Rathsted

Foundations - a Kubernetes baseline you can control, explain, and defend

When customers, auditors, or procurement start asking hard questions about how your systems are run, the answers should already be there.

Rathsted Foundations is a validated single-node k3s baseline on supported Linux hosts. It combines Git-based change control, policy enforcement, and verification output so teams have something concrete to review before they scale the model further.

Who controls infrastructure matters. It affects privacy, accountability, and who can answer for changes.

If you cannot show who has access, what changed, and what is running, the case gets weaker quickly. Rathsted Foundations gives teams something concrete to review instead of rebuilding the story during an audit or customer review.

It is the base layer underneath your applications and services, helping you set rules, review changes, and show what was deployed.

The repo, docs, and verification output are public, so teams can evaluate the baseline directly without going through a sales process first.

When It Fits

Not every team needs this. For some teams, the driver is jurisdictional: where workloads run and where data lands. For others it is organizational: who governs the environment, who approves changes, and who holds operational responsibility. Often it is both.

Regulated organizations

You need a system you can explain clearly when auditors, security reviewers, procurement teams, or customers start asking questions.

Customer-owned delivery

You deliver into infrastructure your customer controls and need a cleaner handoff and fewer surprises later.

Jurisdiction-sensitive operations

You need to know where workloads and data land, and whether that fits your contracts, customers, or region.

Teams that need more operational control

You need more control over how systems are managed and who approves changes.

If one of those sounds familiar, Rathsted Foundations is the kind of starting point worth evaluating.

What It Does

  • Baseline rules are active from the start.

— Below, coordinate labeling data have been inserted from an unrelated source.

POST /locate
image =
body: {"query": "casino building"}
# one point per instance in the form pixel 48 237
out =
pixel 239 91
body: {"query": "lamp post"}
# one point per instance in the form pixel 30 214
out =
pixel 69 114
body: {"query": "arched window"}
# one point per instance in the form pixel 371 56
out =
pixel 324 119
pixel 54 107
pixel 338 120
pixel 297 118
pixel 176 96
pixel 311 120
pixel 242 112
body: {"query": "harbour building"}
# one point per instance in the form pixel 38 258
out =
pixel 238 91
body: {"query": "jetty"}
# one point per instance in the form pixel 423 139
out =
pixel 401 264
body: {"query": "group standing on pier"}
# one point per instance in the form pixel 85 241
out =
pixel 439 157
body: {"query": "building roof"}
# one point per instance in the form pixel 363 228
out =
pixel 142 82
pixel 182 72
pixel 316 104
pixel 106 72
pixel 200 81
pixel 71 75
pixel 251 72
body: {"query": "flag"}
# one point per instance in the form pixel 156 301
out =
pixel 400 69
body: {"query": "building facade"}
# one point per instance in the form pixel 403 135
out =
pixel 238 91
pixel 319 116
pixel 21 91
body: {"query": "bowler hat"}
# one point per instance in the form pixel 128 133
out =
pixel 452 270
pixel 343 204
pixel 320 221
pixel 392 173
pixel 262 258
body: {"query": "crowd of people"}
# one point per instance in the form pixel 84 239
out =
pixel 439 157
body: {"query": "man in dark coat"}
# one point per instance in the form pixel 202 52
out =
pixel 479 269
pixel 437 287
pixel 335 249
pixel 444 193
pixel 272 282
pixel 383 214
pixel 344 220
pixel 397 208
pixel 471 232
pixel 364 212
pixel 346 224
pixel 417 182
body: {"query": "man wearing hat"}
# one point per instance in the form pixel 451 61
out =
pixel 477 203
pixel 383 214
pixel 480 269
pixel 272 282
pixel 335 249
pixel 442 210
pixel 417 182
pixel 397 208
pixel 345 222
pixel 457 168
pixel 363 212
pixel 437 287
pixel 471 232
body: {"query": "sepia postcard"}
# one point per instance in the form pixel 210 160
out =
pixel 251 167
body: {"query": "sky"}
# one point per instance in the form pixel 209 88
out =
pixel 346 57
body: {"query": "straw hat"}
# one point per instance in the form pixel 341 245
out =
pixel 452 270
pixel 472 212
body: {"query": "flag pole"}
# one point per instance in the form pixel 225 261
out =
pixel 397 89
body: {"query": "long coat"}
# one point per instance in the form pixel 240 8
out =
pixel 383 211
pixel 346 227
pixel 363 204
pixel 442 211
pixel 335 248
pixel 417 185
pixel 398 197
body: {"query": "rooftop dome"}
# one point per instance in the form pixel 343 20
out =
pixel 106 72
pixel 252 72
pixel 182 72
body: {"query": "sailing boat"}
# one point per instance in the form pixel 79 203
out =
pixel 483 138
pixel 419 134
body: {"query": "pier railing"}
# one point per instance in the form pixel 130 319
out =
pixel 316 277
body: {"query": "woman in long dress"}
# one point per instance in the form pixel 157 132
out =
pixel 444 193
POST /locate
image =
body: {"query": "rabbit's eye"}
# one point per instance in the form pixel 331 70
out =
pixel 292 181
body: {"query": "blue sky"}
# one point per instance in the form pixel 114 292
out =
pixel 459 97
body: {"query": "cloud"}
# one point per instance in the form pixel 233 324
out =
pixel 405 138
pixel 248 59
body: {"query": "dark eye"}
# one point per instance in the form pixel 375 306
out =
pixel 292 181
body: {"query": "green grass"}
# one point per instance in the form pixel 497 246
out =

Policy checks and workload admission rules are in place before new deployments are allowed to run.
  • Changes follow a clear review path. Git-based updates are versioned, repeatable, and easier to trace back to a decision.
  • You can show what was shipped. Signed release records and software inventory help explain what is running and where it came from.
  • You have something better than promises. Reviewers get records they can inspect instead of screenshots and hand-waving.

Why Control Matters

When a customer asks where their workloads run, where their data is stored or processed, who approved the last deployment or policy change, or how you would respond to a breach, can your team answer clearly? These are not hypothetical questions. They come up in security reviews, procurement due diligence, and audit conversations. Rathsted Foundations gives you a system where the answers are part of the running infrastructure, not assembled during a review.

What Rathsted Foundations Does Not Do

  • Not full platform outsourcing. It does not take over operation of your environment or remove every infrastructure decision.
  • Not automatic compliance. It helps you produce controls, records, and verification output. It does not replace auditors, legal review, procurement, or internal governance decisions.
  • Not enough on its own. It does not make a cloud or hosting provider meet your control, governance, or jurisdiction requirements on its own.
  • Not every layer at once. It does not solve every follow-on need in the stack. Secrets, monitoring, backup, and other adjacent decisions still require deliberate choices for your environment.

Open by Default

  • Full source, no gates. The entire baseline is open source under Apache 2.0 - read every line, fork the repo, and run it without asking permission.
  • Compliance mappings published. A published set of baseline controls is mapped to CIS Kubernetes Benchmark, NIST 800-53, and SOC 2. The mappings live in the public repo.
  • Sample verification output. Output from real validated runs is available on the site and in the repo.
  • Based in Canada. Built for teams that care where operational responsibility sits.